Big Brothers Big Sisters of Mass. Bay Updates Its Name

December 10, 2019 — Big Brothers Big Sisters of Massachusetts Bay, a Boston-based nonprofit that provides adult mentors to help youth reach their full potential, today announced it has changed its name to Big Brothers Big Sisters of Eastern Massachusetts, a move spurred to better reflect its regional growth in recent years.

Big Brothers Big Sisters of Eastern Massachusetts (BBBSEM) said that, over the last two years, it has expanded to serve youth in Lowell, Lawrence, Brockton, Plymouth and the Southcoast regions, serving youth across Eastern Massachusetts.

“While our name is changing to reflect our expanded geography and drive to serve more youth, our mission remains the same,” says Wendy Foster, BBBSEM president and chief executive officer. “Families that are struggling and communities that are under resourced often can’t provide their kids with the adult support they need to develop the skills and confidence to become successful adults. We work to create those opportunities for kids to ensure they can reach their fullest potential.”

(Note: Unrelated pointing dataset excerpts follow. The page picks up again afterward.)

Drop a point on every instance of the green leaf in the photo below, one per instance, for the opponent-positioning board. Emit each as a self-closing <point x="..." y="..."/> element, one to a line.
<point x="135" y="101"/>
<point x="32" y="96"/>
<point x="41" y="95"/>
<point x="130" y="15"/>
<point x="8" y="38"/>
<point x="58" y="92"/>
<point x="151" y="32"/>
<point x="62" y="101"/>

During the 11 years Foster has served as president, BBBSEM saw the number of youth served more than double.

Later this month, the nonprofit will move its headquarters from Federal Street to High Street, a change driven by the need to counter rising rents. BBBSEM said the move will serve as a greater hub for staff to support mentors, mentees, and their families.

“Since Wendy began working at Big Brothers Big Sisters of Eastern Massachusetts in 2005, the organization has more than doubled the number of children served, expanded geographically, increased diverse volunteer recruitment, secured strong financial support to facilitate more expansion, and become the leading one-to-one mentoring program in New England,” says Peter Campanella, board chair at BBBSEM. “This name change reflects all those efforts to reach as many youth as possible.”

BBBSEM, an affiliate of Big Brothers Big Sisters of America, is distinct from Big Sister Association of Greater Boston, a nonprofit that provides girls with mentoring relationships with women.

A national study of 950 youth from eight Big Brothers Big Sisters agencies found that:
  • 76% of Littles (mentees) said their Big (mentors) helped them learn right from wrong
  • 90% of Littles said their Big relationship helped them make better choices in life
  • 77% of Littles reported doing better in school because of their Big
  • 96% of Littles advanced to the next grade level
BBBSEM was founded in 1949 as an organization serving fatherless boys in Boston. In 2006, it merged with Cape & Islands Big Brothers Big Sisters and Big Brothers Big Sisters of Greater Attleboro, and changed its name to Big Brothers Big Sisters of Massachusetts Bay. In recent years it expanded to serve the Greater New Bedford and Merrimack Valley regions.

BBBSEM said it will serve 4,000 youth in 150 communities this year, and, by 2022, aims to reach 5,000 youth across the region.